Larsen, owner of D’Angelo’s Italian Restaurant, provides a free meal to the local homeless population for Christmas. This year it was pasta, corn, salad, rolls, dessert and beverages served Monday under the ramada at Community Park.
The annual dinner began as a way for Larsen’s daughters, now ages 12 and 13, to develop a sense of empathy by helping others.
Apparently it worked. This year, her children, other members of their AYSO girls soccer team and some of those girls’ parents were seen helping with the fourth annual effort to feed and assist at least 100 people.
And there were smiles all around.
Rounding out the army of volunteers were many familiar faces who spend a lot of time with local homeless people and a few residents who just came to help the hosts and the guests.
There was music and plenty of tables for people to socialize while enjoying their food. Other tables were stacked with clothing, blankets and toys donated by community members over recent weeks.
Hygiene bags were handed out. Some came from Family Care Home Health and Hospice.
The student council at Mohave Accelerated Learning Center raised $1,200 to purchase socks, beanies and jackets. And the Bullhead City Fire Department donated toys, Larsen said.
Among the items made available was an aluminum walker that had gotten a lot of use. One of the lunch guests added it to the healthy collection of things for people to take with them because she was able to replace it with a much better model.
“A guy said to me ‘Would you like a new walker?’ ” said Melinda Harder. “I saw it and broke down crying. I needed a win.”
Harder and her husband came to the Southwest from North Dakota looking for a change after Melinda’s mother died a few months ago. However, a major problem arose for the couple once they arrived. They didn’t realize ahead of time that it would be so difficult to find an affordable place to live.
“We should have planned better,” she admitted.

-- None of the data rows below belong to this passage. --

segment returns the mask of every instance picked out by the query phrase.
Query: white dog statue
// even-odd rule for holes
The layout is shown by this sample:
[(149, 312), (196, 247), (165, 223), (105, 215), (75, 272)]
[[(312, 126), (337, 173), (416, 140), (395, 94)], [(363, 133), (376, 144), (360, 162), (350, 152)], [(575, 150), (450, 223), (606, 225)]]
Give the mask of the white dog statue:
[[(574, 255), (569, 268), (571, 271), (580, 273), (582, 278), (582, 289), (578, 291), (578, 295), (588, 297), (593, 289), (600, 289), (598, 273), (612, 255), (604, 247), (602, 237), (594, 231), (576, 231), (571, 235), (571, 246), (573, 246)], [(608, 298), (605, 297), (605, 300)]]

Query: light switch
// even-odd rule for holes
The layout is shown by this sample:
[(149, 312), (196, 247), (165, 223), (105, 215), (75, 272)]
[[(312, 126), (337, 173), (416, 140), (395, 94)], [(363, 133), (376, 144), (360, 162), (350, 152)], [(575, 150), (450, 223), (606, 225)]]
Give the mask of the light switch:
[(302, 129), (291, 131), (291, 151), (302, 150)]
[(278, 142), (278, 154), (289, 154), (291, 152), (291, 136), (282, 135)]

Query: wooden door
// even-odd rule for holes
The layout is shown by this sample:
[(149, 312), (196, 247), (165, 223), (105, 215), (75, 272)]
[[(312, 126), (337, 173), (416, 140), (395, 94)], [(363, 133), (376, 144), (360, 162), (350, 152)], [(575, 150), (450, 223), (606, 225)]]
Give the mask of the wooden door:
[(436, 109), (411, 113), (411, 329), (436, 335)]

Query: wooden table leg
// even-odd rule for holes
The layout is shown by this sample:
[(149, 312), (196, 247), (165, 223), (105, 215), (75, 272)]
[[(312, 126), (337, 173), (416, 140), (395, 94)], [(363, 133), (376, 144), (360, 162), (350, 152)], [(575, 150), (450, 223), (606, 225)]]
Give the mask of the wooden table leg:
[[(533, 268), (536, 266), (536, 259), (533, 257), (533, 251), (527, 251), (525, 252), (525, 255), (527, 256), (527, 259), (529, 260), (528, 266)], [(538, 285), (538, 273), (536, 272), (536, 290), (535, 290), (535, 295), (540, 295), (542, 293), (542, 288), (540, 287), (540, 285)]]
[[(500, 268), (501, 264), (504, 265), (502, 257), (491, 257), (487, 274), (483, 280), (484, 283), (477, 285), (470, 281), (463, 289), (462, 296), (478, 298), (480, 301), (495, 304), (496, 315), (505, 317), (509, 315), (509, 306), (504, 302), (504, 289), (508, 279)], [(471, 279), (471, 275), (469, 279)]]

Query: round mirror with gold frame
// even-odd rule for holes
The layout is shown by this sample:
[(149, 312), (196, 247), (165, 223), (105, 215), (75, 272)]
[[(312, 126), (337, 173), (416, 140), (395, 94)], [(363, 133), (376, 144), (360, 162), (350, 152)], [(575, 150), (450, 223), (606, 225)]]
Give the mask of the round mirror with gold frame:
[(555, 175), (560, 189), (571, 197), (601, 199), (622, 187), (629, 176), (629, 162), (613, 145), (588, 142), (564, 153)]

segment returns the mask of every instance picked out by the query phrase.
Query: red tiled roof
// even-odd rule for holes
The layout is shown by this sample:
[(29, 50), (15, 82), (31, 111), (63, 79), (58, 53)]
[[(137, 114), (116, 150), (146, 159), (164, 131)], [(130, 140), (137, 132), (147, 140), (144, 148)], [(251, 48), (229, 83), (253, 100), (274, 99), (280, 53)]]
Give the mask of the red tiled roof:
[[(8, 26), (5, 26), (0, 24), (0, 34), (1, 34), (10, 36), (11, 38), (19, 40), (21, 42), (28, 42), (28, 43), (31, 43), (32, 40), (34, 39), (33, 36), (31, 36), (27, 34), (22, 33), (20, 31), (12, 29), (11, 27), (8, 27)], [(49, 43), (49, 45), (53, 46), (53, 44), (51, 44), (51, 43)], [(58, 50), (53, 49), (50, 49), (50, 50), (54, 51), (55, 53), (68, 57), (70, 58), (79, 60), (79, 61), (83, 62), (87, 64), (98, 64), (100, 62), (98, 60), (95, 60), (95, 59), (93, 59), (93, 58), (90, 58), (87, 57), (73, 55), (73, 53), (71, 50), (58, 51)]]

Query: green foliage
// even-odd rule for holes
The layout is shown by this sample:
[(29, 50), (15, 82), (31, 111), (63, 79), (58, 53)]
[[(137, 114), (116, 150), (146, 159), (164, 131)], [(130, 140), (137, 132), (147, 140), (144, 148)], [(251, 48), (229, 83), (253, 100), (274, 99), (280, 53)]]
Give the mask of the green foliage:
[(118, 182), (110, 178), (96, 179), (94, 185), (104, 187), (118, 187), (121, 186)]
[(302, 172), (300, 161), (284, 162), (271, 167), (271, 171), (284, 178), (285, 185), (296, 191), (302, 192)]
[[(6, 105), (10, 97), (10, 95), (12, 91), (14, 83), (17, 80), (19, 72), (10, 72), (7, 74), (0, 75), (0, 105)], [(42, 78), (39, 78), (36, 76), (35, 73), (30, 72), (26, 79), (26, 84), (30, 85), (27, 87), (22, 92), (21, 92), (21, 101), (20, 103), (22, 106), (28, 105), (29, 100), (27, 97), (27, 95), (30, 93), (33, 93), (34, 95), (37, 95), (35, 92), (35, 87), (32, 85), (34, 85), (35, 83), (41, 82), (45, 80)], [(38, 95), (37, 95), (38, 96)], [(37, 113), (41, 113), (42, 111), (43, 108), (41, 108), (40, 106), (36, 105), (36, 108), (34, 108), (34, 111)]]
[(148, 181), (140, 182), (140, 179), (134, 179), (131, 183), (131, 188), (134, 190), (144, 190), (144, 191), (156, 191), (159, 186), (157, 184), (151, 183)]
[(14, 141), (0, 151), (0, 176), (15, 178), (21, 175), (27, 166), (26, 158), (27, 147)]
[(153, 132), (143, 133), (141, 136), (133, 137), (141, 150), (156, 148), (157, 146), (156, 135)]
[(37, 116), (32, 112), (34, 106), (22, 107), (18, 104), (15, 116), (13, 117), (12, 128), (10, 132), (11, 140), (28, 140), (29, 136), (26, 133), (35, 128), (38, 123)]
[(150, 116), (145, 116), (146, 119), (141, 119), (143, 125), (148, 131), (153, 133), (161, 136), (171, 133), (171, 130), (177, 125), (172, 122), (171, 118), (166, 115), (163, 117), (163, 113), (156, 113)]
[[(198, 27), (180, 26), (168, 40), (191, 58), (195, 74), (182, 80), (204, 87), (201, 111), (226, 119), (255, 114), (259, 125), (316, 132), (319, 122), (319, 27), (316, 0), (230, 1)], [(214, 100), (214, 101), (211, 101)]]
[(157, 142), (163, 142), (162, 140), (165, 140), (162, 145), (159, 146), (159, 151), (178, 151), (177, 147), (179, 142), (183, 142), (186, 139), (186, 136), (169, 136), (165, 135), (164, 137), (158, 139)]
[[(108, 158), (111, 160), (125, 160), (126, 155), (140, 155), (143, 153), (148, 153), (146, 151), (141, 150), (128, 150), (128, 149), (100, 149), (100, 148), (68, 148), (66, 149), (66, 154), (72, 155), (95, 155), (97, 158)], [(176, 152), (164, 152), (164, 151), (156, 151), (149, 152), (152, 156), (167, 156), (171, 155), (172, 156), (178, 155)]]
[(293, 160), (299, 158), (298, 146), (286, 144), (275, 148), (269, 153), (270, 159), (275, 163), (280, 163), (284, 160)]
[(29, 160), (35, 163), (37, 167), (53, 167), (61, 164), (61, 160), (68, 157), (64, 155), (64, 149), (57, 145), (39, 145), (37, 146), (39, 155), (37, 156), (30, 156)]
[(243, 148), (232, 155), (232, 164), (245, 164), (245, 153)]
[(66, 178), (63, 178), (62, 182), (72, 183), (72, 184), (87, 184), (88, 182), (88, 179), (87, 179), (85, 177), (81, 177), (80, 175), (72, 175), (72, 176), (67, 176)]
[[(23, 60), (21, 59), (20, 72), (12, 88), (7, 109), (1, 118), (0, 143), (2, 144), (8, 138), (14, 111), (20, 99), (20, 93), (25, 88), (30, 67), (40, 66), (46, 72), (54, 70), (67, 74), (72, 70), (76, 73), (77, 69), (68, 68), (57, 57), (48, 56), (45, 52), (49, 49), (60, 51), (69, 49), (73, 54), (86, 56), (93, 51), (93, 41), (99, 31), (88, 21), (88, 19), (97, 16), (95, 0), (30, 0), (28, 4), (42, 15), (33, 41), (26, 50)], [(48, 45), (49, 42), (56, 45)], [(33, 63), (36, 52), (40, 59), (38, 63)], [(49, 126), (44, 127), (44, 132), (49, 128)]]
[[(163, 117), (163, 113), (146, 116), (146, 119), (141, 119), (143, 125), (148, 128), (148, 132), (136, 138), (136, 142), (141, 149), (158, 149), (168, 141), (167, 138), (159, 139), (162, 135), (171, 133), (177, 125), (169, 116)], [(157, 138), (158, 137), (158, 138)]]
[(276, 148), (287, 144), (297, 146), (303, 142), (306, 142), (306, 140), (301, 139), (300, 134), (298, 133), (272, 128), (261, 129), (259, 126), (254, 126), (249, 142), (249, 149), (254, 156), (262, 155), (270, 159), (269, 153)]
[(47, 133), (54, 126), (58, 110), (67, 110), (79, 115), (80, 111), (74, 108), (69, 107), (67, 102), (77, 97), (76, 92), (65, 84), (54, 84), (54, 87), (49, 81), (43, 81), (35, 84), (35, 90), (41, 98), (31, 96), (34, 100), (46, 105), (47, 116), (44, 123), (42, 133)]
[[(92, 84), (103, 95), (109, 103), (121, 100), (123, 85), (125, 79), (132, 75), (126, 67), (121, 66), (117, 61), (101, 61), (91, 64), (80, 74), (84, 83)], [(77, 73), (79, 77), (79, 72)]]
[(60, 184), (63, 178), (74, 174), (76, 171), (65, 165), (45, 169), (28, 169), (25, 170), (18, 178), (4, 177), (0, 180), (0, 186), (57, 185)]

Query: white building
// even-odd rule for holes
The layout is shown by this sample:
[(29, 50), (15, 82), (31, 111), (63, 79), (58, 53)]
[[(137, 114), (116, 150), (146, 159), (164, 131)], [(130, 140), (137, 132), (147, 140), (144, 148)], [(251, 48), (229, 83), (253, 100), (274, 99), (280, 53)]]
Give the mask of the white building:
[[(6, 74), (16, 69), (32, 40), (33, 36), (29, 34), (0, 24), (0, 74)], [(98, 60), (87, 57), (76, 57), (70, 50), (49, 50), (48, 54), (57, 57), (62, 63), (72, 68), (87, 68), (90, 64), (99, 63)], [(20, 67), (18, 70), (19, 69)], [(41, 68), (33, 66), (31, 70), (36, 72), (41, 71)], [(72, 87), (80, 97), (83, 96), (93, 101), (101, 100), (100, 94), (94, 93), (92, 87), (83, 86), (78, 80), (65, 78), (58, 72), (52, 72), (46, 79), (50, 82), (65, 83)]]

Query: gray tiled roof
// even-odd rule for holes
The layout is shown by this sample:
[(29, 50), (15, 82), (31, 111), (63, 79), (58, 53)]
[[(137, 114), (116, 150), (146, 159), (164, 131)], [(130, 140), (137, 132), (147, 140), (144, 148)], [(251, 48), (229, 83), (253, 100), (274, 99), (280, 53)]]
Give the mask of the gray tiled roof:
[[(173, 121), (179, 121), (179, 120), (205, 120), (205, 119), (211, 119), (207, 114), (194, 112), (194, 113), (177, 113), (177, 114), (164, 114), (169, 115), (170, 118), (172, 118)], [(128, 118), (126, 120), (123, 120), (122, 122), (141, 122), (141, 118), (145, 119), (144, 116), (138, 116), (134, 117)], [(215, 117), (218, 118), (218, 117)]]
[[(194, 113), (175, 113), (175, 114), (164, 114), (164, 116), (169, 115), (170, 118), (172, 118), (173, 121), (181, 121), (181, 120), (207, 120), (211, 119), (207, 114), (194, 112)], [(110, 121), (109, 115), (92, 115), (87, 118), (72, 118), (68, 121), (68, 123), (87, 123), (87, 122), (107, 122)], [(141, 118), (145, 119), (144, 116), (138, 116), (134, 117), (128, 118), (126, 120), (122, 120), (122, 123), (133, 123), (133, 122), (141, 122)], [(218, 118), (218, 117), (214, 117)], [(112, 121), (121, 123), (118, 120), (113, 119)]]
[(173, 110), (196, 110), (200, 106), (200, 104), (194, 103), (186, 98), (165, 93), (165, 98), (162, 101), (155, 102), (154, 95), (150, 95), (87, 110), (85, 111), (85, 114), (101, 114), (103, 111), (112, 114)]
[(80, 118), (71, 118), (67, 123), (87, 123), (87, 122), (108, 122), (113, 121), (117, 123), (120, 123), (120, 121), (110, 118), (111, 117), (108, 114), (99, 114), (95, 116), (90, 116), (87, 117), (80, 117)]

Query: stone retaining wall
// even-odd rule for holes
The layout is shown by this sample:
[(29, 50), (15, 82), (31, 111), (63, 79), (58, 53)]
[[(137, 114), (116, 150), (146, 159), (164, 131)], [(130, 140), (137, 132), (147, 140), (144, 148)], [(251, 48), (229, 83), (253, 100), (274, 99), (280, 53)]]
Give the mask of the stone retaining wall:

Her husband is employed. They came west because of the job offer. The couple live in their van and continue trying to find some sort of more permanent housing. They are considering a move into a used RV. It might prove difficult for Melinda to get in and out of such a living space because she has a birth defect that makes walking very difficult, even after numerous corrective surgeries.
James Hamilton, a soccer dad from Fort Mohave, brought the cherry red walker to give away to someone at the park because no one in their home had a need for it any longer.
His mother-in-law, who died a couple of years ago, used it to get around. His wife wasn’t ready to part with the walker so it sat in their garage — until Monday.
“My mother-in-law would have wanted to make sure it went to the right person,” Hamilton said. “It did.”
Melinda was a little conflicted because she was using her mother’s walker. But the one Hamilton offered had a seat, was more appropriately sized for her height and “is so pretty,” Harder said.
Her mother’s walker was sized for a woman who stood only 4 feet, 8 inches tall. Harder is a few inches taller at 5-1. She had a similar walker years before but its brakes failed and became hard to control.
“I’m just floored about this,” she added. “Of course, the brakes work perfectly.”